Pervez Musharraf could hardly be flattered to think why some people are so eager for him to win Pakistan's Oct. 6 presidential vote. It's because he'll have to step down as armed forces chief before he's sworn in—as he promised just before the Supreme Court decided last week to let him run again. The general must know how desperately Pakistan's military needs a full-time commander, especially after he's spent months too busy fighting for his political life to give the job his proper attention. So Musharraf is widely believed to have chosen a successor at last: Lt. Gen. Ashfaq Pervez Kiyani, the former director general of the military's powerful spy agency, Inter-Services Intelligence (ISI). Although Kiyani has always kept a low public profile, people who have worked closely with him speak highly of his abilities—more highly in some cases than his boss might like. "Kiyani is not only a strong commander," says a Western military official in Islamabad, asking not to be named on such a delicate topic. "He's the most competent candidate by far."

Musharraf's successor as military chief will need all the skill he can muster—and on several fronts at once. The Pentagon wants him to turn much of Pakistan's military into a counterinsurgency force, trained and equipped to combat Al Qaeda and its extremist supporters along the Afghan border. As a civilian head of state, Musharraf will need a strong, capable top officer who can revive the fighting spirit of a badly demoralized Army. In the past two months, suicide bombers have relentlessly attacked Army convoys, camps, mess halls and mosques. The extremists have killed more than 200 Pakistani soldiers, and tribal militants have captured more than 250 others as hostages. "The Army has had its butt kicked in the tribal area," says the Western military official. "But I'm optimistic that if Musharraf's choice is Kiyani, he can start to turn the Army around."

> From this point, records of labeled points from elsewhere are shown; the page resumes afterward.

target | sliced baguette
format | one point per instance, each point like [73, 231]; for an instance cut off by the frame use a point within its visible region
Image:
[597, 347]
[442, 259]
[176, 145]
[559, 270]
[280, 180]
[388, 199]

Those who know Kiyani say he's a smart, tough, talented commander—and pro-Western, in the bargain. The son of an Army NCO, he climbed rapidly through military ranks. In 2003, when members of the armed forces were implicated in two assassination attempts against Musharraf, the president put Kiyani in charge of the investigation—and applauded the way he got the country's rival intelligence services working together for a change. "When Kiyani got tough, the problems of coordination disappeared and the agencies started working like a well-oiled machine," Musharraf recalls in his memoir, "In the Line of Fire." Within months Kiyani had unraveled the two plots and arrested most of the participants. He was rewarded in 2004 with a promotion to chief of ISI, and the next year his agency scored big with the arrest of Abu Faraj al-Libbi, the senior Qaeda lieutenant who masterminded the attempts on Musharraf's life. A former U.S. intelligence official who dealt personally with Kiyani says the ISI "took a lot of bad guys down" under his leadership. Kiyani has earned his boss's confidence, even serving as Musharraf's personal envoy in recent talks with exiled opposition leader Benazir Bhutto.

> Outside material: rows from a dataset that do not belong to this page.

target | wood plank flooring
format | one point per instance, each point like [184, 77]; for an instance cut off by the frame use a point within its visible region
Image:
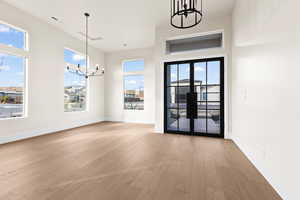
[118, 161]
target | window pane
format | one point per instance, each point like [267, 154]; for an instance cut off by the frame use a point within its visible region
[12, 37]
[12, 79]
[200, 73]
[213, 72]
[134, 92]
[172, 75]
[132, 66]
[75, 86]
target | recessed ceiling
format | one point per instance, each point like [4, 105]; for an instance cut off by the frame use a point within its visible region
[116, 22]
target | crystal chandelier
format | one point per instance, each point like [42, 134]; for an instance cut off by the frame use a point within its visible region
[185, 13]
[78, 69]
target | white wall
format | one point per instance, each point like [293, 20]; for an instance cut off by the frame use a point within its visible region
[46, 80]
[114, 87]
[164, 33]
[265, 89]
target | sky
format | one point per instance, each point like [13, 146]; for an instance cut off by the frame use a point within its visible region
[134, 82]
[12, 67]
[213, 72]
[75, 59]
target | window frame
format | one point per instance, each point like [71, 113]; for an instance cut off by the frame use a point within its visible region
[132, 73]
[23, 53]
[87, 85]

Kiyani is a chain smoker with a tendency to mumble, but he speaks to Musharraf in a way few other senior officers would dare. Western military officials say he told the president he would accept nothing less than the top job in the Army—and Musharraf dreads giving up that post, knowing it is the source of much of his authority. For months the president, who himself seized power in a bloodless military coup nearly eight years ago, has resisted public demands that he step down as Army chief. His refusal has seriously raised public hostility toward the armed forces; if Kiyani succeeds in restoring its reputation, he is likely to get the credit, not Musharraf. "The Army has ruled the country for more than half of our 60 years of independence, so psychologically people are geared to the Army chief as being the political center of gravity," says retired Lt. Gen. Talat Masood. "Musharraf's power will be reduced considerably as people gravitate more to the new Army chief than the president."

Right now an improvement in the public's opinion of a Musharraf-less Army is the least of the president's worries. He desperately needs to restore stability to the country's jihadi-dominated areas. More than 100 pro-Islamabad tribal elders have been assassinated in the past year or so, and there are almost daily beheadings of one or two tribals accused of being government spies and collaborators. If you can't protect your friends, you lose. An old military man like Musharraf should know that.